Screenwriter Andrew Davies, interviewed in today’s Observer Magazine.

Quote of the day

These days, you can be a Labour democrat, a Conservative democrat or a Liberal Democrat, but you can’t be a New Labour democrat because that is a contradiction in terms.

Henry Porter, writing in today’s Observer.

Wrestling with the Vista monster

This morning’s Observer column

Microsoft’s problems with Windows may be an indicator that operating systems are getting beyond the capacity of any single organisation to handle them. Whatever other charges might be levelled against Microsoft, technical incompetence isn’t one. If the folks at Redmond can’t do it, maybe it just can’t be done.

Therein may lie the real significance of Open Source. In a perceptive book published in 2004, the social scientist, Steve Weber argued that it’s not Linux per se but the collaborative process by which the software was created that is the real innovation. In those terms, Linux is probably the first truly networked enterprise in history.

Weber likened Open Source production to an earlier process which had a revolutionary impact – Toyota’s production system – which in time transformed the way cars are made everywhere. The Toyota ‘system’, in that sense, was not a car, and it was not uniquely Japanese. Similarly, Open Source is not a piece of software, and it is not unique to a group of hackers. It’s a way of building complex things. Microsoft’s struggles with Vista suggest it may be the only way to do operating systems in future…

Can this be true?

The Guardian published a nice obit of Earl Woods, Tiger’s dad. It contains the following stories:

His faith [in Tiger’s potential] took hold when Tiger was aged one. Earl was practising golf in the garage as the tot watched from a high chair. Then he descended, took the club and hit the ball into the net his father had strung up. “I was flabbergasted,” Earl recalled. “It was the most frightening thing I had ever seen.”

At 18 months, he took Tiger to a golf course for the first time and let him play a hole. The toddler shot an 11 on the 410-yard par four, with eight shots to the green and three putts. When he was 11 he first beat his father, who never won against him afterwards…

Now I agree that Tiger is a truly wonderful golfer. I can also imagine that he must have been a child prodigy. But playing a par four in 11 shots at 18 months?
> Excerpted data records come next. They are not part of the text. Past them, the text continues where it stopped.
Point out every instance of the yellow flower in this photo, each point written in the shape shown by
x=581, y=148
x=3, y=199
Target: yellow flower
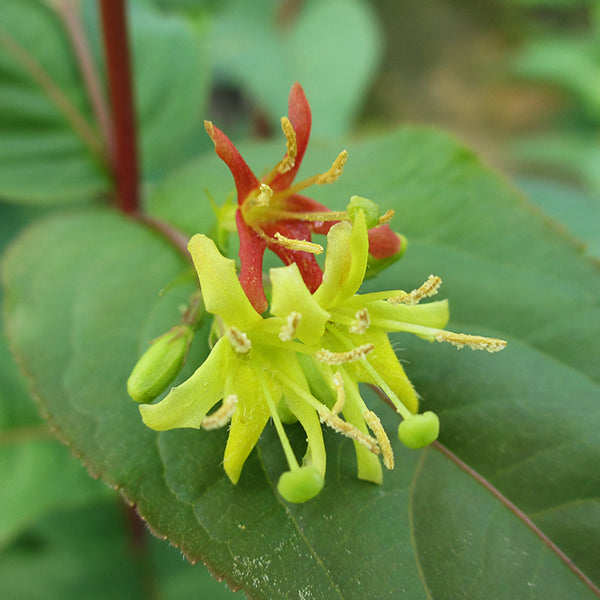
x=306, y=360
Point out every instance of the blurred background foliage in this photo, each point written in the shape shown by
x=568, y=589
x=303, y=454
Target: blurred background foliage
x=518, y=80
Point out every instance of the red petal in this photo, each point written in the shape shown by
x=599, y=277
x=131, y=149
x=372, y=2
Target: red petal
x=297, y=203
x=252, y=250
x=301, y=120
x=308, y=266
x=383, y=242
x=245, y=180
Surely this is urban myth territory.

Quotes of a lifetime

By far the best obit of John Kenneth Galbraith, IMHO, was the Economist‘s.
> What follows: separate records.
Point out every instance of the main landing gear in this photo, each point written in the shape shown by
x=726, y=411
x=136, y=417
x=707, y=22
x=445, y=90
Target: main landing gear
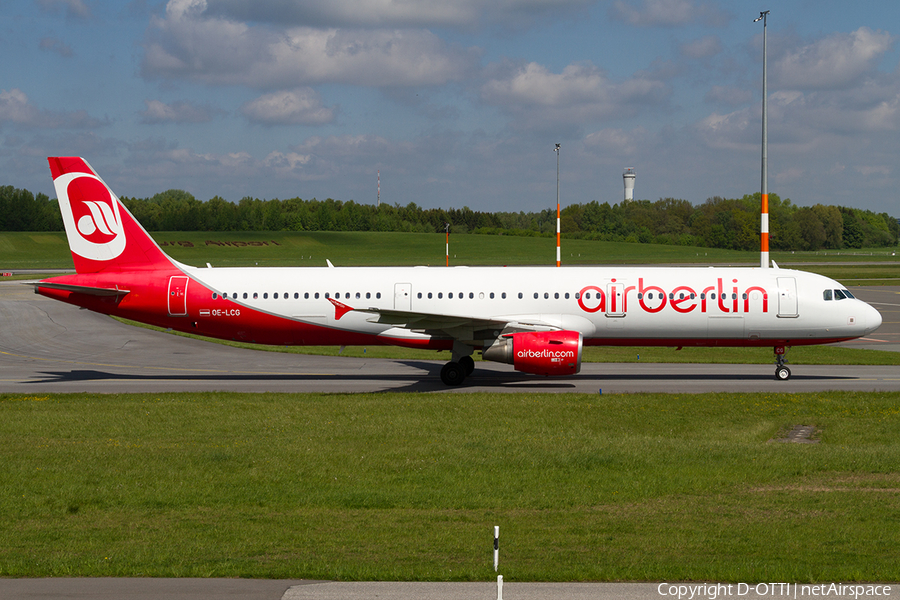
x=462, y=365
x=782, y=373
Bons mots … seemed to come naturally to him. “Economists are economical, among other things, of ideas; most make those of their graduate days last a lifetime.” “Wealth is not without its advantages, and the case to the contrary, although it has often been made, has never proved widely persuasive.” As Kennedy’s ambassador to India, Mr Galbraith preferred to write to the president direct: sending letters through the State Department, he told Kennedy, was “like fornicating through a mattress”….

The piece also reminds one that Galbraith’s effortless style was the product of a good deal of work.

Mr Galbraith strove to perfect his prose, reworking each passage at least five times. “It was usually on about the fourth day that I put in that note of spontaneity for which I am known,” he once admitted.

As Sam Johnson said, “nothing that is read with pleasure was written without pain”.